The undertaking has since garnered the support of companies in every corner of the industry, from low-cost manufacturers to big names such as Microsoft Corp., which made headlines last year after donating the design for a homegrown server that consumes 40 percent less energy than alternatives. Facebook is now upping the ante with a model of its own that takes efficiently to a whole new level.
Dubbed Yosemite, the design is incorporates up to four small system-on-chip units in a 2U chassis – instead of two beefier processors as conventional machines do – in the form of pluggable modules. Supported cards can be added and replaced as needed regardless of the configuration.
That approach, which is similar to the cartridge system Hewlett-Packard Co. has implemented in its Moonshot line, allows administrators to add processing power on a much smoother curve than one two-processor server at a time. The modules are not only efficient at a power draw of about 90W but share a single connection as well, which simplifies networking.
The non-standard Open Compute Rack where Yosemite servers are meant to fit in turn connects to the rest of the data center through a homegrown switch that Facebook is also open-sourcing as part of the launch. But it’s not the design itself that is worth paying attention too.
With its single on-board Broadcom Trident II, Wedge doesn’t really stick out from the countless other commodity top-of-rack designs that implement the chip, at least not in the hardware department. The differentiation lies one layer up, in the management plane, where the switch is treated more like a server than a traditional networking device.
The software that Facebook is releasing in conjunction with the design to help manage Wedge clusters implements management functions as district applications.

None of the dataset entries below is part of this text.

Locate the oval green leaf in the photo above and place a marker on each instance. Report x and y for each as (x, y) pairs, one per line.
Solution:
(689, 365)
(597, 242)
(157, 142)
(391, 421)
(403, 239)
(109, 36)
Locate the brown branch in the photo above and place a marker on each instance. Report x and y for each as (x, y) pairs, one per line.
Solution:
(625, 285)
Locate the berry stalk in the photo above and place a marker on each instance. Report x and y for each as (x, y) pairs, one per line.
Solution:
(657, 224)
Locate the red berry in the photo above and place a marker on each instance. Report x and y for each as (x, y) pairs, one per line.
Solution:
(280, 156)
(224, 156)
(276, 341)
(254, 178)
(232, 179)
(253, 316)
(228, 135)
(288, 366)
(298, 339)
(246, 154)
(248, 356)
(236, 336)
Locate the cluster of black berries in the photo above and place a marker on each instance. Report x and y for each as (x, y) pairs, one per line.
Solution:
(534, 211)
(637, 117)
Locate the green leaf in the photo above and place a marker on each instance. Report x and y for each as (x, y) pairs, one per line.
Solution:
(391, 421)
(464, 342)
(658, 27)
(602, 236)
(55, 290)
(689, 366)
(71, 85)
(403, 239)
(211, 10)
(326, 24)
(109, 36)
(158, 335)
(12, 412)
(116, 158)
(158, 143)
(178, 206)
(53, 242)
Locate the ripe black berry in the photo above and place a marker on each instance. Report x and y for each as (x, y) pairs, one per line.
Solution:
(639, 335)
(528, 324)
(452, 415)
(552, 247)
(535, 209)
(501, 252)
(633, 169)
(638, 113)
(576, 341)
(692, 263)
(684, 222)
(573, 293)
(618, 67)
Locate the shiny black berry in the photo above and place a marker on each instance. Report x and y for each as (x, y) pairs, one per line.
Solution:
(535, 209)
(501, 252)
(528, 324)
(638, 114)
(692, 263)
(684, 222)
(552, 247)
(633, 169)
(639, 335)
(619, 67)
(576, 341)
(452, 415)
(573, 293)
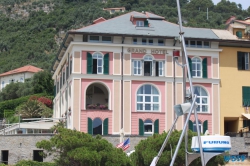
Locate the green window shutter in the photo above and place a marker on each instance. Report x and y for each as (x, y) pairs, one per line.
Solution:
(241, 60)
(90, 128)
(89, 63)
(106, 126)
(141, 127)
(106, 64)
(190, 125)
(205, 127)
(204, 68)
(246, 95)
(190, 65)
(156, 126)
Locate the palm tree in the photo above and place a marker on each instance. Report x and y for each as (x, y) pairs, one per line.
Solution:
(31, 109)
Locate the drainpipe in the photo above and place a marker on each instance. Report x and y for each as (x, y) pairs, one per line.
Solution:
(122, 87)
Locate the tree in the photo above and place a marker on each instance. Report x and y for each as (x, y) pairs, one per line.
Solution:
(147, 149)
(72, 147)
(42, 82)
(30, 109)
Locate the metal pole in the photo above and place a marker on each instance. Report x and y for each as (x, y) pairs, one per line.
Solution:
(183, 132)
(189, 75)
(154, 162)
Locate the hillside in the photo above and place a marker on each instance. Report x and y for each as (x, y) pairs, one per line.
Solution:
(32, 30)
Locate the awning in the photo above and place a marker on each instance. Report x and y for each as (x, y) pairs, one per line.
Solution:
(246, 116)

The launch lineup includes a baseboard management controller for aggregating diagnostic data from nodes as well as higher-level administrative an automation services.
That application-based model allows the deployment of new features without adding more complexity to the core platform, which in this case is a local agent installed on each Wedge unit. The separation between the management functionality and the switching core has added advantage of allowing developers to adapt capabilities for different network operating systems.
In particular, Facebook is planning to add support for the Linux-developer management stacks from Cumulus Networks Inc. and Big Networks Inc., integration aimed at saving organizations the hassle of implementing the software completely from scratch and thus lower the adoption barrier. But there is clearly still much more work to be done in order to bring hyperscale computing into the reach of the traditional enterprise.